Marisa Mike: High Fashion from the Navajo Nation
In traditional designs of the Diné people, each mark and symbol carry a meaning and history. Marisa Mike, a Diné fashion designer from the community of Tonalea, Arizona, combines traditional styles with contemporary twists in her line of special-occasion wear. Working from her home, she stitches Pendleton blankets into sculpted bodices, gathers chiffon into flowing skirts, and creates one-of-a-kind, handcrafted gowns. Each dress tells a story, ranging from harmonious times with animals, to raging flood waters, to emergence into the glittering world and what we know now as Mother Earth.
Here, we talk with the Marisa about the fashion industry, where she finds inspiration, and her plans to bring Marisa Mike Designs to department stores across the country.
What inspired you to enter the fashion world?
In high fashion, there is a considerable amount of cultural appropriation of Indigenous cultures.

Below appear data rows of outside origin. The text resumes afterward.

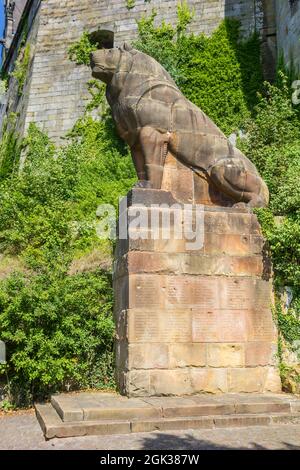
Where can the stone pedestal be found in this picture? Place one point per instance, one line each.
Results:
(193, 320)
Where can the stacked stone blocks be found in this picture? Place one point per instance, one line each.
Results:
(192, 321)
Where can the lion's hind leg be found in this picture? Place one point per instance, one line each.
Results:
(232, 177)
(154, 147)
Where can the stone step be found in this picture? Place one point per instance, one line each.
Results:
(104, 414)
(53, 426)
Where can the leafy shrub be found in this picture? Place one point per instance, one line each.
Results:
(57, 320)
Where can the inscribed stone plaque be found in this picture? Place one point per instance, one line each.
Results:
(153, 326)
(260, 326)
(219, 326)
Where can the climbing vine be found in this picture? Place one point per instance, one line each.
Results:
(21, 68)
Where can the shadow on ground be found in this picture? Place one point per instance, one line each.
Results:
(163, 441)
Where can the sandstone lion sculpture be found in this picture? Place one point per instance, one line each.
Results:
(154, 118)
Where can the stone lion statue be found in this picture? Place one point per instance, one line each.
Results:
(154, 118)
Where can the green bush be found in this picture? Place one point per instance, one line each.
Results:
(57, 320)
(273, 144)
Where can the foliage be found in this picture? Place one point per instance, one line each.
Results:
(21, 68)
(130, 4)
(81, 50)
(9, 148)
(221, 74)
(58, 327)
(273, 144)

Non-Native designers that commit cultural appropriation use the term “exotic” to describe Native Americans that influence their work, as if to say that we are the ones foreign to our own country. In part, this misuse and appropriation of Native cultures is due to the lack of representation in the fashion industry. I was inspired to enter the fashion world to offer an accurate representation of what Diné culture is and to say that Native American cultures are not homogenous. I want to educate non-Native people through my designs.
Why is it important to have Native women model your designs?

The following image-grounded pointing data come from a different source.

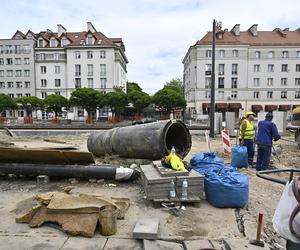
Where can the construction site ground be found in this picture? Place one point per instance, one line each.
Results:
(194, 223)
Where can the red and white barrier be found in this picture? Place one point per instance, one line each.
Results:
(226, 142)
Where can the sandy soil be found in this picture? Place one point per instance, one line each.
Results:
(203, 222)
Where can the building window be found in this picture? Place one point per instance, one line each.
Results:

When I was a fashion marketing student, I learned that the face of your brand will attract your target market. There were studies that have shown fairer skin is more marketable. I chose not to believe that. I grew up reading fashion magazines. In each magazine, I did not see any girls who looked like me. As a designer, I have the opportunity to represent authentic Native Americans, so young girls can see themselves in my models and my designs. Through branding and my designs with Native fashion models, I am educating the outside world by saying, “We are still here, and we are still thriving with our strong traditional values.”
Who influenced you to go into fashion design?
Creativity runs in my family. My mother and father are both artists that use many different mediums, from beading to elaborate ribbon work. Growing up, I learned how to sew by helping my father put together prayer robes and helping him with the ribbon work. Once I had children, my mother taught me how to sew simple things like pajamas and such. My parents helped foster my creativity and gave me the tools to express myself through design. Although, Marisa Mike was inspired by my nieces. They approached me and asked me if I could make their graduation gowns. They wanted the traditional style that was form-fitting and had a contemporary twist. They wanted a dress that wasn’t made by grandma. I began creating special occasion gowns from there, and I have built up a reputation for my work that goes beyond my own community.
What milestones do you hope to reach in the next few years?
My dream is to have a ready-to-wear line in department stores across the country, and eventually I hope to have my designs available across the globe. I am passionate about creating special-occasion gowns, especially when my designs reflect the land and the people of the Navajo Nation. While I have a long journey ahead of me, I am making progress. I have created gowns for people across the Navajo Nation, and I even sent out my first international order to Canada!
As Marisa Mike Designs spreads to a larger population, I am educating the outside world about Diné people. I am showing them that we are here and thriving!